Menanggapi hal tersebut, para peternak ayam menjelaskan bahwa berkurangnya pasokan ayam dengan bobot 1,8 kg/ekor berat hidup dikarenakan banyak peternak yang melakukan panen dini dengan kisaran berat hidup 1,3 kg. Menurut para peternak, panen dini ini dilakukan karena adanya kekhawatiran diserang penyakit koksidiosis.
Lebih lanjut I Ketut Diarmita menjelaskan, secara populasi dan produksi Day-Old-Chick Final Stock (FS) Broiler di Bali periode Januari sampai dengan Maret 2018 ini harusnya sangat cukup.
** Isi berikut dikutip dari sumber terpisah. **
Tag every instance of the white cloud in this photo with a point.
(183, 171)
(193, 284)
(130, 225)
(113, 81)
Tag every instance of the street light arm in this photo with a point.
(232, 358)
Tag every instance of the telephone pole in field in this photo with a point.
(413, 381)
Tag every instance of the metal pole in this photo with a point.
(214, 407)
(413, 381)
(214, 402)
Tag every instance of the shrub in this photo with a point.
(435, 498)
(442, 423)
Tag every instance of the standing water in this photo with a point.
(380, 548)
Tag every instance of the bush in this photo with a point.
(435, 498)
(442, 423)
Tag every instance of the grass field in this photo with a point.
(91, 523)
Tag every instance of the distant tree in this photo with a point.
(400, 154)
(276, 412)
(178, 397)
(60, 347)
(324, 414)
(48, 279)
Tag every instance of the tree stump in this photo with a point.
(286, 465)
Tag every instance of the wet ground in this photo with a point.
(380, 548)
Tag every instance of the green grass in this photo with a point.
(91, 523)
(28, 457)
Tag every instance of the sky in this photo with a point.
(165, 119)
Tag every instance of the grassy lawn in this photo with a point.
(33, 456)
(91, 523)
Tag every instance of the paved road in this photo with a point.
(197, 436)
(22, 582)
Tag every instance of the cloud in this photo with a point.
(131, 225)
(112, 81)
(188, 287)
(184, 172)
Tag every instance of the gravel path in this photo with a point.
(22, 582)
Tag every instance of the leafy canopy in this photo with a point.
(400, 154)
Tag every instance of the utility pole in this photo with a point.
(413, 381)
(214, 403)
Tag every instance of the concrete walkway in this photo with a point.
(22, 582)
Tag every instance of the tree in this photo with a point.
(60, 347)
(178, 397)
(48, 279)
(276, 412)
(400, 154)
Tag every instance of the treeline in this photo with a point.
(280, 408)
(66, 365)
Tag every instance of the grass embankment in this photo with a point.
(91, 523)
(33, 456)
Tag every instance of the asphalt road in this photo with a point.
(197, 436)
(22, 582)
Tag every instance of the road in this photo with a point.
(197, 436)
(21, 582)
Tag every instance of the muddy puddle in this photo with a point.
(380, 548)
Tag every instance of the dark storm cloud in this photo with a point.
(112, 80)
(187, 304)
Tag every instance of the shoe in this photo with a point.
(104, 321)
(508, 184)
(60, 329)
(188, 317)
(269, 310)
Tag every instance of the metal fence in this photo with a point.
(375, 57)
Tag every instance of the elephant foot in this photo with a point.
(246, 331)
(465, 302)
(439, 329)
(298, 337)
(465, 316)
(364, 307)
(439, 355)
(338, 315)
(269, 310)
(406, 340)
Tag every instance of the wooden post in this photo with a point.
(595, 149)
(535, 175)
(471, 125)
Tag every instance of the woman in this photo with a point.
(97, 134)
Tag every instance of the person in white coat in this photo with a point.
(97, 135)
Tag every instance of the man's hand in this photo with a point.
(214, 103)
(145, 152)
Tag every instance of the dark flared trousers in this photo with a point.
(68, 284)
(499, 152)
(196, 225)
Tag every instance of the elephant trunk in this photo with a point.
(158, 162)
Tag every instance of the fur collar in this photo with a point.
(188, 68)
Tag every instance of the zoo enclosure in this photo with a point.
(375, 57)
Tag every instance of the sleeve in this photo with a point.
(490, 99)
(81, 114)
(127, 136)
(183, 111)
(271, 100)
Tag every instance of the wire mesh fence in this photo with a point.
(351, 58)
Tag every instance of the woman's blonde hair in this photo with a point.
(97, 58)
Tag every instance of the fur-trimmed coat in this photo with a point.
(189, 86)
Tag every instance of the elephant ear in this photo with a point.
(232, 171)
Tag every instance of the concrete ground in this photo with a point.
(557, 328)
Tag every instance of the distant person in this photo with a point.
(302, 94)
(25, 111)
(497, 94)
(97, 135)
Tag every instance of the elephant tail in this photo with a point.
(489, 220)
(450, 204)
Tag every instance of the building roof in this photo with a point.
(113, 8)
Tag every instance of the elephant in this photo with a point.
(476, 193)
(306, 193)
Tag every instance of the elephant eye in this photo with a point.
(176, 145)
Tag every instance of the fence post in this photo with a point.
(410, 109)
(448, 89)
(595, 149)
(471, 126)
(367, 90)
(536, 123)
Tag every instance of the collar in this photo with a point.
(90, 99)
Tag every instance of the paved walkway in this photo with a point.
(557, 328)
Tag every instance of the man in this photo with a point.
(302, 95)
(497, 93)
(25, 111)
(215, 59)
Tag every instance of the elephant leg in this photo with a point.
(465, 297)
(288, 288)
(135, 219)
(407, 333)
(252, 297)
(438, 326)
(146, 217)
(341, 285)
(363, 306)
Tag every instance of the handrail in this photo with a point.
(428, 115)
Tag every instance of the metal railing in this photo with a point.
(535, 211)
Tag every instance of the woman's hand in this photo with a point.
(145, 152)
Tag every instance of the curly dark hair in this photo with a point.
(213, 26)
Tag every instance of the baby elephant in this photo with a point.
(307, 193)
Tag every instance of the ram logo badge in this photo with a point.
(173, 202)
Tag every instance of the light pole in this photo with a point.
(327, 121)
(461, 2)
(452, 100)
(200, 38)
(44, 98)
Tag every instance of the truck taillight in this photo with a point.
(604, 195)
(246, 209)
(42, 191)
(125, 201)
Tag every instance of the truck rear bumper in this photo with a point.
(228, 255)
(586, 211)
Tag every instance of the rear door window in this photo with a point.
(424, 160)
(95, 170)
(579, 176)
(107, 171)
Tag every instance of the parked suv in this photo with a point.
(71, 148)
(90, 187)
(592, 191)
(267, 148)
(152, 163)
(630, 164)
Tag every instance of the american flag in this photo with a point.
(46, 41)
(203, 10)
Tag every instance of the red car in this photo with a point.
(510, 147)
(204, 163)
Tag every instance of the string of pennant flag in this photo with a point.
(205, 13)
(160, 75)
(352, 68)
Pada bulan Januari-Maret produksi dan pasokan DOC FS broiler di Bali sebanyak 22,2 juta atau dengan rata-rata 7,4 juta ekor per bulan, sedangkan kebutuhan rata-rata Provinsi Bali sebanyak 6,3 juta ekor per bulan artinya ada kelebihan pasokan DOC sebanyak 1,1 juta ekor per bulan.
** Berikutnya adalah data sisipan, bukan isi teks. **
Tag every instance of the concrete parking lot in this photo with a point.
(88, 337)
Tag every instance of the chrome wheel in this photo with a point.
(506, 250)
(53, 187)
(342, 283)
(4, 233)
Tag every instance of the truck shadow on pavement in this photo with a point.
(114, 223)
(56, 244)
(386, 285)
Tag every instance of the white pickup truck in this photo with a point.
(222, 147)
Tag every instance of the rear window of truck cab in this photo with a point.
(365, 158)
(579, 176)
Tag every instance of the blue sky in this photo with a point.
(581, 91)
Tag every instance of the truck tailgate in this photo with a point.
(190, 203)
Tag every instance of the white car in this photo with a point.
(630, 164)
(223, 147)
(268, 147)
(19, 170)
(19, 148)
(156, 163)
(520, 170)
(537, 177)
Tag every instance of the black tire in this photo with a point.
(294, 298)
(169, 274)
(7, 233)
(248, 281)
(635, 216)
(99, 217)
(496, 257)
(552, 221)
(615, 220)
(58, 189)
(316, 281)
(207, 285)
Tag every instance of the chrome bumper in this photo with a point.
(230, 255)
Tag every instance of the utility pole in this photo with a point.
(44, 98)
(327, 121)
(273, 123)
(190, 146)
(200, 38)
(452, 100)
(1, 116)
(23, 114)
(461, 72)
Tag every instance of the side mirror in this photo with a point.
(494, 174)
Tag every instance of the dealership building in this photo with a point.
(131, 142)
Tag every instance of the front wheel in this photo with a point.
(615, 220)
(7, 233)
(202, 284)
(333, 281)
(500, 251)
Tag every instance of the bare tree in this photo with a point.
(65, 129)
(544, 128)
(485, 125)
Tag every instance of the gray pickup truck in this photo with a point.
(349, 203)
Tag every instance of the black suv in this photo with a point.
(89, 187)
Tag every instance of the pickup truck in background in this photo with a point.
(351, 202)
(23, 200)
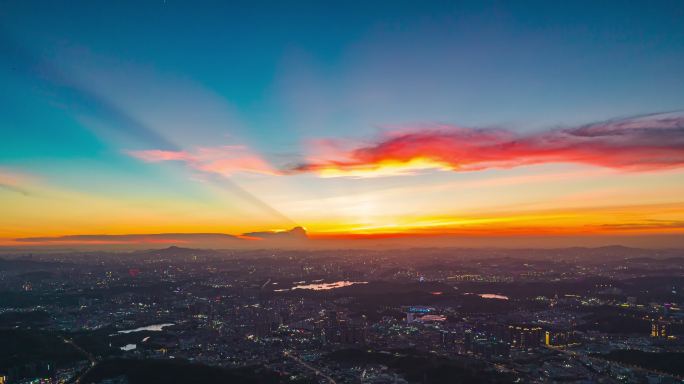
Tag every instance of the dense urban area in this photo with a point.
(179, 315)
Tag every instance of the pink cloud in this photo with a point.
(651, 142)
(225, 160)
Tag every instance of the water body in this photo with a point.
(493, 296)
(327, 286)
(154, 327)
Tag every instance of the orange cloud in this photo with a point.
(649, 142)
(225, 160)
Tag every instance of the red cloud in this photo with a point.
(645, 143)
(225, 160)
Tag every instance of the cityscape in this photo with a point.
(341, 192)
(605, 315)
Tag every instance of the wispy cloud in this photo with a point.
(224, 160)
(643, 143)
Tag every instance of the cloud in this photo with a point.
(224, 160)
(643, 143)
(197, 239)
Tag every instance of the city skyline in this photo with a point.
(460, 123)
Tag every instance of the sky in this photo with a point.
(351, 119)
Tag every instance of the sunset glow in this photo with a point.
(368, 132)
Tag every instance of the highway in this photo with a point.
(309, 367)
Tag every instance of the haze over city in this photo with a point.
(352, 121)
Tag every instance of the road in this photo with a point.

Hal ini juga dikuatkan oleh penjelasan dari para pembibit ayam yang hadir pada pertemuan tersebut yaitu PT. Charoen Pokphand, PT. Japfa Comfeed, PT. Suja, PT. Wonokoyo bahwa ketersediaan DOC FS broiler sangat mencukupi selama tahun 2018 ini.
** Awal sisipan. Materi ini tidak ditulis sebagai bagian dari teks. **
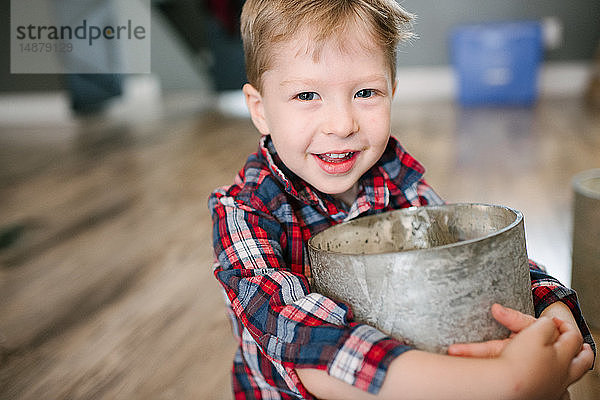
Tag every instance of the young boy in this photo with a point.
(321, 80)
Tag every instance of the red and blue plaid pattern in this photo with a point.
(260, 228)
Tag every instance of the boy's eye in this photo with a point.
(365, 93)
(307, 96)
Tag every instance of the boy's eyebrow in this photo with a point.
(315, 82)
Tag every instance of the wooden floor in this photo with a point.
(106, 290)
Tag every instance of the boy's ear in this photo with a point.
(255, 106)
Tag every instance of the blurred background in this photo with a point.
(106, 287)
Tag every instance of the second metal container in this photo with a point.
(427, 275)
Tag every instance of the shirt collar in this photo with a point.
(395, 167)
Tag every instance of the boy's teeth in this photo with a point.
(337, 155)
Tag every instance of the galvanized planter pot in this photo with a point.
(427, 275)
(585, 268)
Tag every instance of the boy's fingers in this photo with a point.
(581, 363)
(488, 349)
(512, 319)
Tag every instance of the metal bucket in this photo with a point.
(427, 275)
(585, 268)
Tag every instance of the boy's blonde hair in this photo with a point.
(265, 23)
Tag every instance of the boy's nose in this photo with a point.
(340, 121)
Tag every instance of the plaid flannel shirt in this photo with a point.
(260, 228)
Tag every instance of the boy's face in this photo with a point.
(329, 118)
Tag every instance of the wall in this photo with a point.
(581, 21)
(435, 19)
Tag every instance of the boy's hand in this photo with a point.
(580, 363)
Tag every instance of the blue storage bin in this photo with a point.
(497, 63)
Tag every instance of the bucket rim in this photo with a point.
(517, 220)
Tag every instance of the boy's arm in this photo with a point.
(539, 363)
(291, 326)
(548, 291)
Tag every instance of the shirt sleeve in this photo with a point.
(291, 326)
(547, 290)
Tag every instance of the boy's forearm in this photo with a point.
(561, 311)
(421, 375)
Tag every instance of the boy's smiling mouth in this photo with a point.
(336, 157)
(336, 162)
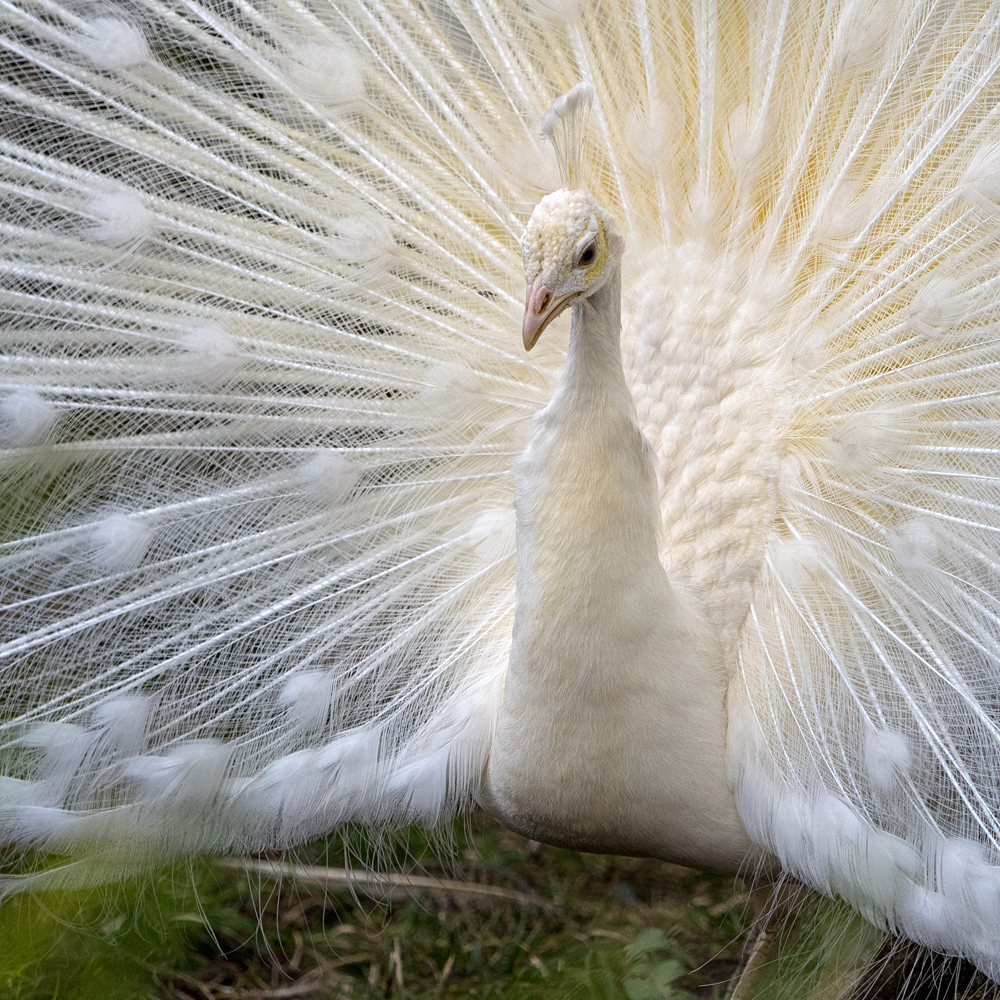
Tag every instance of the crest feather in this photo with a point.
(564, 125)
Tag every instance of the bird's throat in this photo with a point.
(612, 728)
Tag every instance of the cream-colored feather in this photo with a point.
(262, 399)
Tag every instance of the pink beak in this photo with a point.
(540, 308)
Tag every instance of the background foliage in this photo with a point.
(588, 926)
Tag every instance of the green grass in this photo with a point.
(595, 927)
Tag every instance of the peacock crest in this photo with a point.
(262, 401)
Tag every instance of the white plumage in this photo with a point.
(262, 398)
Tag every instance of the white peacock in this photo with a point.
(263, 400)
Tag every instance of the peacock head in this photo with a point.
(568, 246)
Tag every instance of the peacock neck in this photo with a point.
(593, 372)
(612, 728)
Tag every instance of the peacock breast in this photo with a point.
(702, 352)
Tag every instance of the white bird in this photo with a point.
(262, 402)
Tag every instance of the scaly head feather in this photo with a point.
(567, 246)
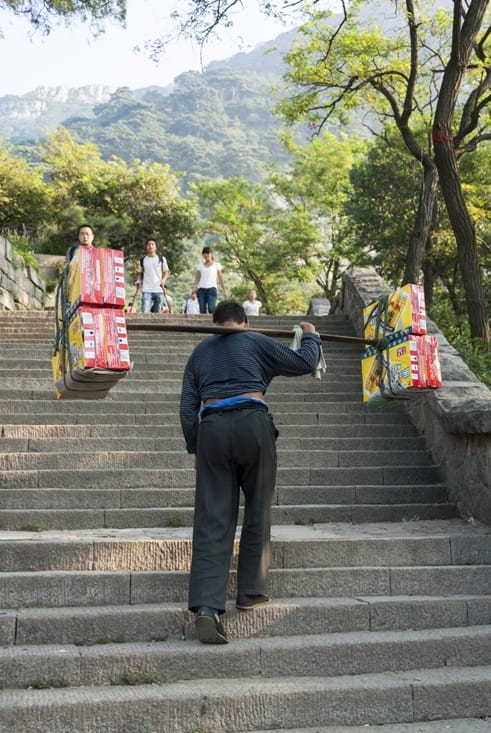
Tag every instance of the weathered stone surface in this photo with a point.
(455, 420)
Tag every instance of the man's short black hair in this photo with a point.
(85, 226)
(229, 310)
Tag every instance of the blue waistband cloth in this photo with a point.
(231, 402)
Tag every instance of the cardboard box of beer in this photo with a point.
(97, 338)
(403, 310)
(84, 283)
(113, 285)
(409, 361)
I Ketut Diarmita meminta Dinas Peternakan dan Kesehatan Hewan Provinsi Bali untuk menghitung kembali jumlah kebutuhan DOC FS dan ayam potong hidup di Provinsi Bali dengan melibatkan para peternak, pembibit dan pengusaha pemotongan ayam broiler.
Menurutnya, berdasarkan hasil perhitungan tersebut akan diambil langkah-langkah terbaik guna memenuhi kebutuhan ayam potong dan daging ayam di Bali seperti dengan memasukkan DOC FS dari Pulau Jawa ke Bali agar harga ayam hidup dan karkas ayam bisa kembali normal.
Perwakilan Perkumpulan Peternak Ayam Broiler Bali (PPAB) menjelaskan, saat ini harga ayam potong hidup berkisar Rp. 24.000,- per kg jauh lebih tinggi dari harga ayam hidup di Provinsi lain seperti di Jawa.
Menanggapi keluhan dari para pedagang ayam tersebut, I Ketut Diarmita menyampaikan, para peternak ayam seharusnya segera melakukan efisiensi dalam produksi agar mampu bersaing dengan produk dari negara lain.
“Efisiensi ini harus dilakukan dengan cara memperbaiki kualitas pakan, manajemen kandang dan manajemen kesehatan hewan,” kata I Ketut Diarmita. “Kita harus berubah, jika tidak mau berubah, maka kita yang akan tergilas dengan perubahan itu,” tandasnya.
Sementara itu Sugiono Direktur Perbibitan dan Produksi Ternak menyampaikan, agar para peternak dan pedagang ayam menyadari bahwa isu yang terjadi di perunggasan akan sangat mempengaruhi perilaku peternak dalam berproduksi dan harga jual ayam, serta harga DOC FS. Untuk itu, Ia meminta kepada semua Stakeholder harus secara bersama-sama menjaga kestabilan harga dan iklim usaha yang baik.
Selanjutnya untuk menyeimbangkan supply dan demand, Kepala Dinas Peternakan dan Kesehatan Hewan Provinsi Bali I Putu Sumantra akan menghitung kembali secara bersama-sama dengan peternak terkait kebutuhan DOC FS dan ayam hidup di Provinsi Bali pada tanggal 30 April 2018.